Fusillade à Toulouse : vigilance accrue en Belgique

Le Premier ministre belge Elio Di Rupo (PS) a exprimé son indignation à la suite de la fusillade devant un collège juif à Toulouse (photo principale), en France, qui a fait 4 morts dont 3 enfants. Les ministres de l’Intérieur et des Affaires Etrangères, ainsi que le ministre-président flamand ont également adressé leurs condoléances aux familles des victimes. La ministre de l’Intérieur Joëlle Milquet (CDH) a aussi sollicité "une sensibilisation et une vigilance particulières des services de police, en plus des mesures renforcées de sécurité, en particulier envers les lieux d’enseignement juifs" en Belgique.

Un communiqué émanant du Premier ministre belge (photo) indiquait ce lundi midi que « Elio Di Rupo a appris avec horreur et indignation la fusillade qui s’est produite ce matin devant un collège juif à Toulouse. Il condamne avec la plus grande fermeté cet acte qui est d’autant plus ignoble qu’il frappe de plein fouet une école et une communauté. Il adresse ses condoléances sincères aux familles et aux proches des victimes, ainsi qu’à l’ensemble des Français touchés par ce fait ignominieux ».

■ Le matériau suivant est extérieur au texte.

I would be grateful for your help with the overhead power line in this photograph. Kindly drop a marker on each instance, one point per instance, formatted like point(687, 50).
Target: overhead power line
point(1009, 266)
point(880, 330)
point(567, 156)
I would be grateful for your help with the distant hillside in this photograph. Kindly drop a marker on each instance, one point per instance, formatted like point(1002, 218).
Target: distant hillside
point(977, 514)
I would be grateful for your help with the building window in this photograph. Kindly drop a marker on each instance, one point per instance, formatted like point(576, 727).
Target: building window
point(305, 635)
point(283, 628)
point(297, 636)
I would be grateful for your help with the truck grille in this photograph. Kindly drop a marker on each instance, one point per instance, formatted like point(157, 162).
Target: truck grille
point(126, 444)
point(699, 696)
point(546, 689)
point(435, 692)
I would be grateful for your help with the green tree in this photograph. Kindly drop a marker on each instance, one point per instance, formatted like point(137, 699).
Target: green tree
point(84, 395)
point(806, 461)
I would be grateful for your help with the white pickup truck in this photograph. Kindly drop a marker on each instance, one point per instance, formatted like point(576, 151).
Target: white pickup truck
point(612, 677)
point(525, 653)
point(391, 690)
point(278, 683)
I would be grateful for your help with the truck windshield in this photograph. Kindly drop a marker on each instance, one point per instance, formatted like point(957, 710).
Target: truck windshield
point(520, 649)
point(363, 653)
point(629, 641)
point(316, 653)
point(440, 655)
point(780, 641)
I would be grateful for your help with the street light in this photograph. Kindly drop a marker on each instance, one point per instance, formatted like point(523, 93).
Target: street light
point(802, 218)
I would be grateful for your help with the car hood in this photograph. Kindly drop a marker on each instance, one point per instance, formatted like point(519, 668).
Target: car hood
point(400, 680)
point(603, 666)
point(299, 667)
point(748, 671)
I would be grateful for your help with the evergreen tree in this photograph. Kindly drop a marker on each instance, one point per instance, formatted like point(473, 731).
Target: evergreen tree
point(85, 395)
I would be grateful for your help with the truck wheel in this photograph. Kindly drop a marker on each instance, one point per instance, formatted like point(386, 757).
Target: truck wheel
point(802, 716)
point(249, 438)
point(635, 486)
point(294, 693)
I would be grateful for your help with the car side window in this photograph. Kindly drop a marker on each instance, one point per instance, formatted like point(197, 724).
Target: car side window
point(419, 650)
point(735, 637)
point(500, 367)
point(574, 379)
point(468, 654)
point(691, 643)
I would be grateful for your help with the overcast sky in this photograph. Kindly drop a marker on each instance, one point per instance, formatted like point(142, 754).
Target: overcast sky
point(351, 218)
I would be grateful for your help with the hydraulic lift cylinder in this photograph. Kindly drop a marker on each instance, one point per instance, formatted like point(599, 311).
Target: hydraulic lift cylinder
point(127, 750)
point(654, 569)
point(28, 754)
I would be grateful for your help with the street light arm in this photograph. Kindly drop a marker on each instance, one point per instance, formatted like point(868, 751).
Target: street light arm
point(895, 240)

Le vice-Première ministre et ministre de l’Intérieur, Joëlle Milquet (CDH), ainsi que le ministre des Affaires Etrangères, Didier Reynders (MR), et le ministre-président flamand Kris Peeters (CD&V) ont également exprimé ce lundi leur condoléances aux victimes et leurs proches, et ont condamné avec force « ces actes ignobles ».

Le président de la Commission européenne José Manuel Barroso a réagi dans le même sens.

Un professeur de religion de 30 ans, ses enfants de 3 et 6 ans, et un autre enfant de 10 ans ont été abattus ce lundi matin devant le collège juif Ozar Hatorah de Toulouse (sud-ouest de la France), par un tireur arrivé en moto ou scooter, qui a ensuite pris la fuite. La fusillade a également fait un blessé grave.

Selon le procureur Michel Valet, le tueur « a tiré sur tout ce qu’il avait en face de lui, enfants et adultes, et des enfants ont été poursuivis à l’intérieur de l’école ». Selon les témoignages et les rapprochements effectués par les enquêteurs, il s’agirait du troisième crime d’un homme opérant à scooter après deux attaques visant des militaires à Toulouse et dans la ville voisine de Montauban, qui ont fait trois morts - trois soldats d’origine maghrébine - et un blessé grave.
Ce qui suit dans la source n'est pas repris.